And, in return, self-appointed defender of secular humanism against the hordes of Gnu Atheism R. Joseph Hoffmann, bashes Myers, Carrier, and "mythicism" (a term I reject as much as "accommodationism" when used by Gnus).
And, I've come to the conclusion that what we have is Carrier and Ehrman (we'll see what reply Ehrman may have to Carrier) as authors of dueling books with dueling propositions. Between their stances, there is no room for compromise.
And, above that level, we have Myers willing to give a platform to anyone who might advance the Gnu Atheist agenda and help recruit cadres (his Chairman Mao word from a couple of years ago), while Hoffmann, in part because he's a Jesus historicist, sees P.Z.'s "using" of Carrier as another excuse to attack him.
First, my reply to Hoffmann, since I just wrote it;
I disagree with your take on mythicism, starting with the word. (That said, I'm not a Gnu by any means.) Were I to offer Bayesian-like odds, based on current levels of scholarship, I'd offer 10 percent odds, maybe 20 percent, that Yeshua bar Yusuf never lived. In other words, high enough probability for it to be legitimate discussion. That said, PZ is really ridiculous here. While Ehrman believes in the actual existence of Jesus, he's always, from what I've seen, been cordial about the issue. And, I know that from personal experienceAnd, yes, I believe that is at least in the 5 percent range, if not 10 percent. So, let's discuss it more.
And, quoting Paul? The only thing he says in an authentic letter is that Jesus was "born of a woman." That says nothing about his historicity, and could be interpreted as nothing more than an anti-Gnostic statement. [Calling James "the brother of the Lord" can be seen as nothing but stating his leadership in the Christian movement.]
Q? Q says nothing historically grounded about Jesus' existence other than his baptism, and thousands of people were baptized by him. [Q is the putative source behind the wisdom sayings of Jesus common to Matthew and Luke.]

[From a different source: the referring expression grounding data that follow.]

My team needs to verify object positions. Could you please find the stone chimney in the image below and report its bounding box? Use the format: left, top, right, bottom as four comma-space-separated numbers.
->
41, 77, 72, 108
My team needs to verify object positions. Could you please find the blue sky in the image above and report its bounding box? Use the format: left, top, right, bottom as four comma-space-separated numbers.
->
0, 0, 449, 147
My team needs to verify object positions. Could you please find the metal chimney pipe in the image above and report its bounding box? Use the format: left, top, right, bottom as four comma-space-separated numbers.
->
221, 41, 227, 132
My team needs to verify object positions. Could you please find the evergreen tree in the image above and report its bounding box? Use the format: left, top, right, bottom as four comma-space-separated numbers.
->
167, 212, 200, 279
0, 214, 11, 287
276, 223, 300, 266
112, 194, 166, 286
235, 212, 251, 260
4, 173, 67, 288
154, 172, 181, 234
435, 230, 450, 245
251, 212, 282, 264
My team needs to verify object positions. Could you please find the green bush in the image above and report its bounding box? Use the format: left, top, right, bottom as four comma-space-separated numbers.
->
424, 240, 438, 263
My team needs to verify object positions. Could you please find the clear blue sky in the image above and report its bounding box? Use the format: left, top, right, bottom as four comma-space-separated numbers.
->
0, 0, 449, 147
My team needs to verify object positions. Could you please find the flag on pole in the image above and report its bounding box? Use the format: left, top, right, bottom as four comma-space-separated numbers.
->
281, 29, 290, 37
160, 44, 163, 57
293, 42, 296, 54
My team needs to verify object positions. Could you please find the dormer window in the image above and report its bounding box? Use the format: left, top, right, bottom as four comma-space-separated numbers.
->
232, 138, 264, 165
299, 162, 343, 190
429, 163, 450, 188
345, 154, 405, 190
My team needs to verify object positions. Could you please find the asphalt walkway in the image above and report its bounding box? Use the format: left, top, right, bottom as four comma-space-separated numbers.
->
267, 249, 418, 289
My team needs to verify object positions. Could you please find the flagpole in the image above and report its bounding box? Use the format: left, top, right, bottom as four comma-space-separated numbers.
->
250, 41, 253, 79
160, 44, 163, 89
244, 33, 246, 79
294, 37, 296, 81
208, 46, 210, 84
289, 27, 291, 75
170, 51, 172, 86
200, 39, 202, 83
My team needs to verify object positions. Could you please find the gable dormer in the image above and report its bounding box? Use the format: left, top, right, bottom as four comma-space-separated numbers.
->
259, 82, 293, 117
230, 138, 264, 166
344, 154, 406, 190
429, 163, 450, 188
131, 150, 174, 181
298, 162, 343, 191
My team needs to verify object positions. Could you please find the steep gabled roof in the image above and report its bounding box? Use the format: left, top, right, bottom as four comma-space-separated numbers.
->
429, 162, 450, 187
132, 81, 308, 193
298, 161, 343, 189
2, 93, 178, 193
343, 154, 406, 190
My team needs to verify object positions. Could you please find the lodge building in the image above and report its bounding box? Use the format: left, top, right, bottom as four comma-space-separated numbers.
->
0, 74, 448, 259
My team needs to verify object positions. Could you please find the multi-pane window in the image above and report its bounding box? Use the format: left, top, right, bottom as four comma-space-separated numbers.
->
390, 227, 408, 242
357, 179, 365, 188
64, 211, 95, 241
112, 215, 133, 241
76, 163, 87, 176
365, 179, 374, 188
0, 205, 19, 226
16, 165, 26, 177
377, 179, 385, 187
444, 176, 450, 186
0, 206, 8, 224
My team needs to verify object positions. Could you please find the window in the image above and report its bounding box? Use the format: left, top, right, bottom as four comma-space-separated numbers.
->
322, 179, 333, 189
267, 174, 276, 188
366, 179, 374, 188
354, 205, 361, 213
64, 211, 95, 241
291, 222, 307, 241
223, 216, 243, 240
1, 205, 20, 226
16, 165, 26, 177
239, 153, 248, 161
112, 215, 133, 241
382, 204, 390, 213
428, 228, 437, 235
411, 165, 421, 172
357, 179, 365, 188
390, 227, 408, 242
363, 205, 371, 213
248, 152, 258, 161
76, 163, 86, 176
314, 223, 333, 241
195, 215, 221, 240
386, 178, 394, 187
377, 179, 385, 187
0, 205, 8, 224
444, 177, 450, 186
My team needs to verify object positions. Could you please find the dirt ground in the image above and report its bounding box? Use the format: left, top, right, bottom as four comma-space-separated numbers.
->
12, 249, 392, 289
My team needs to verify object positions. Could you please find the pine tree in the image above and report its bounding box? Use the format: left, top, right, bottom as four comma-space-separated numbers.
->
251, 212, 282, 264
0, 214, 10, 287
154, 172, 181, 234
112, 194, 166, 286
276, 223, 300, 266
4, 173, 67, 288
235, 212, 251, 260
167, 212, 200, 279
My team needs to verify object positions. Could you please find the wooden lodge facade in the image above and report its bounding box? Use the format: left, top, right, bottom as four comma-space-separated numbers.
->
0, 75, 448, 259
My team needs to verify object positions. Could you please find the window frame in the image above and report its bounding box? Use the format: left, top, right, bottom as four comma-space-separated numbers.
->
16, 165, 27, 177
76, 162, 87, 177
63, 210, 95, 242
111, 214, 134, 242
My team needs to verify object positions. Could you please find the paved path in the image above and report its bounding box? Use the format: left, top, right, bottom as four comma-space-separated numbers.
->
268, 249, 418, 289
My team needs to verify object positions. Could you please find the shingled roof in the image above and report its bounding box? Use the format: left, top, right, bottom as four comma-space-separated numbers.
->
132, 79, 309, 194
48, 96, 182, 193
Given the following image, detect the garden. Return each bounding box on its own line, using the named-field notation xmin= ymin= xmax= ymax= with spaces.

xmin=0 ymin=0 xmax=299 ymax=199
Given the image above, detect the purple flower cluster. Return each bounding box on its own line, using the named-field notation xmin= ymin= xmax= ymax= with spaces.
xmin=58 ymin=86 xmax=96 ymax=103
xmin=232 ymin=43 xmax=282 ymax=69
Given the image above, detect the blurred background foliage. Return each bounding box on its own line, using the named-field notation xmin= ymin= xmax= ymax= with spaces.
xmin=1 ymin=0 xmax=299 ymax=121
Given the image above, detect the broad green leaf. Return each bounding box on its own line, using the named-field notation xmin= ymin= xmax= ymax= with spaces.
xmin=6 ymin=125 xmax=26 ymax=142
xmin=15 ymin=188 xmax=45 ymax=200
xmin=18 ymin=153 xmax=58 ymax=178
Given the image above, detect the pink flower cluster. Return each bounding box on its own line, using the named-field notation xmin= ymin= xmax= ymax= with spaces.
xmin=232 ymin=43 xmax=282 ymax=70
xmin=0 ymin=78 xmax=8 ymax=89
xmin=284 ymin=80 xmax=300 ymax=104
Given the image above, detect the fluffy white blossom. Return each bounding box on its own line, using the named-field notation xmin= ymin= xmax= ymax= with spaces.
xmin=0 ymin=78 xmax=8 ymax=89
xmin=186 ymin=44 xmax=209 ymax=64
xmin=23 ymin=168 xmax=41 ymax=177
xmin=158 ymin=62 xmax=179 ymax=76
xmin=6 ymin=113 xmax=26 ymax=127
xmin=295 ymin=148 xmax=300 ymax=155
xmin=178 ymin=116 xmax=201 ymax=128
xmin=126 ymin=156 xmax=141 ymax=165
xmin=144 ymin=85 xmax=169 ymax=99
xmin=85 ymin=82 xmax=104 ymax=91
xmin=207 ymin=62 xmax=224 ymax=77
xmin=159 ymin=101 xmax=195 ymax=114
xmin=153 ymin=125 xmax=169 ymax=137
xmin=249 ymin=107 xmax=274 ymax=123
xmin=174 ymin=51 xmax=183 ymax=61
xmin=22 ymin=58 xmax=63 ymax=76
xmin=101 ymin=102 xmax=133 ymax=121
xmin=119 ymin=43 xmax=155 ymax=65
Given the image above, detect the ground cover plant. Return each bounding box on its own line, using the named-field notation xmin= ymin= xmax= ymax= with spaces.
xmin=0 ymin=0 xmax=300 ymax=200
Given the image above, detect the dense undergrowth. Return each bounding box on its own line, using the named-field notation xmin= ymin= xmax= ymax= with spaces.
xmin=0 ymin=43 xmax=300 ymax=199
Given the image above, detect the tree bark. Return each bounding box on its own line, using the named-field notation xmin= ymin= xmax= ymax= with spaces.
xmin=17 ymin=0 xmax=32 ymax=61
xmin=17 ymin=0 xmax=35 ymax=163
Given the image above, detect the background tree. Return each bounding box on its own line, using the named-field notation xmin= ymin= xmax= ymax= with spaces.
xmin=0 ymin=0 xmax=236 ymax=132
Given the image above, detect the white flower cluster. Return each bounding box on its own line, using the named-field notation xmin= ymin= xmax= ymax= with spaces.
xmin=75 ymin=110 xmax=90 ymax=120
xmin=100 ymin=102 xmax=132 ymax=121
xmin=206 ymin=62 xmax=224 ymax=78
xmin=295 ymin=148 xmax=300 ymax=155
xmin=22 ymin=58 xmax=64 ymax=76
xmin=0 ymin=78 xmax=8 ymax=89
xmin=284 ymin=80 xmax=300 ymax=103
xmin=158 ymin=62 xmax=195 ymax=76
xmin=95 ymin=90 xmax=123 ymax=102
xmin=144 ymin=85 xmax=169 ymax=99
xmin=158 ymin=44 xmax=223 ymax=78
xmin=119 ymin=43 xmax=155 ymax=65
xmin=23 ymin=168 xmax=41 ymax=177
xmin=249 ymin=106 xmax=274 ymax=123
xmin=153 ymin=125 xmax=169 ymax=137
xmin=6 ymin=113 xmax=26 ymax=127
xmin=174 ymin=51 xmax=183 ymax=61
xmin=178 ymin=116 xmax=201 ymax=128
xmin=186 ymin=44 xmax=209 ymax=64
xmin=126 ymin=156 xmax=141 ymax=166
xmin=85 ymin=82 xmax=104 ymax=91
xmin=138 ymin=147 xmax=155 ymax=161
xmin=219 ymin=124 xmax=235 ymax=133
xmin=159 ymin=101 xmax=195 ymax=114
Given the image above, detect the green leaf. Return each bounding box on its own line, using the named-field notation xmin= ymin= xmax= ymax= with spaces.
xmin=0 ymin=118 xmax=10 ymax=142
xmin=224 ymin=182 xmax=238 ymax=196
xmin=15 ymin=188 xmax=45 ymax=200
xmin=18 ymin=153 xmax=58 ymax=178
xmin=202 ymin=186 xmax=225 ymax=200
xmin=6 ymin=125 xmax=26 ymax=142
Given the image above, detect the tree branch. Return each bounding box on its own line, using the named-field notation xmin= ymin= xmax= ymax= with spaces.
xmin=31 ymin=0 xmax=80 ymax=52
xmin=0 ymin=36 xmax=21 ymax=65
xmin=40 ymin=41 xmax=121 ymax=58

As for mentions of Caiphas, etc.? Well, Matthew mentions a likely non-historic "massacre of infants." Mark has no birth account. Luke of course botches the historicity of Jesus' birth and in a royal way, enough to argue AGAINST anything else he claims that is alleged to be historical.
Besides, as I've said, there's option 3: Yeshua was the Pharasaic Yeshua crucified by Alexander Jannai. That gives more than a century for the myth to develop and the history to be replaced.
Second, let's look at what Carrier says. The reality? Hoffmann somewhat overstates Carrier's tone vis-a-vis Ehrman (however, per my update, way below, Carrier had more vitriol in another post; dunno why Hoffmann didn't lead with that), and ignores some of Ehrman's own tone in his original article. Carrier notes he has appreciated Ehrman's previous books, and even that many mythicists of the past have been kind of nutso. Otherwise, it's a general argument against some of Ehrman's claims for historicity.
That said, Carrier engages in some degree of special pleading, like insisting that if we had all of Paul's writings, it would be clear what calling James the Lord's brother means. I partially agree with the commenter who says it's strained, but don't think it's AS strained as the commenter claims.
And, , yes, Ehrman DOES overstate his case. And, per my comment to Hoffmann, does so with a vitriol I've not seen from him before. Although, from what I've read, Carrier's now book-to-be is probably very overrated, Ehrman's, which I want to read, may well be, too.
A sampling from Ehrman's blog post:
With respect to Jesus, we have numerous, independent accounts of his life in the sources lying behind the Gospels (and the writings of Paul) -- sources that originated in Jesus' native tongue Aramaic and that can be dated to within just a year or two of his life (before the religion moved to convert pagans in droves).First, the claim that an original written source, a proto-Q, is traceable to within a year or two of his life, is laughable. Second, per the response I made to Hoffmann, Ehrman knows better about Paul.
Then there's this two-edged sword:
And what better way to malign the religious views of the vast majority of religious persons in the western world, which remains, despite everything, overwhelmingly Christian, than to claim that the historical founder of their religion was in fact the figment of his followers' imagination?Yes, Gnus may have motivation behind their actions. But, a Robert Price, for example, isn't identified with Gnus. As someone who's at least more skeptical about Jesus than Ehrman, I know I'm not a Gnu.
And, just as Myers and his ilk are ruining the word "atheist," Gnu or otherwise, Hoffman and his "acoylte," Steph, are coming closer to ruining the phrase "secular humanism" through using this debate as a vehicle.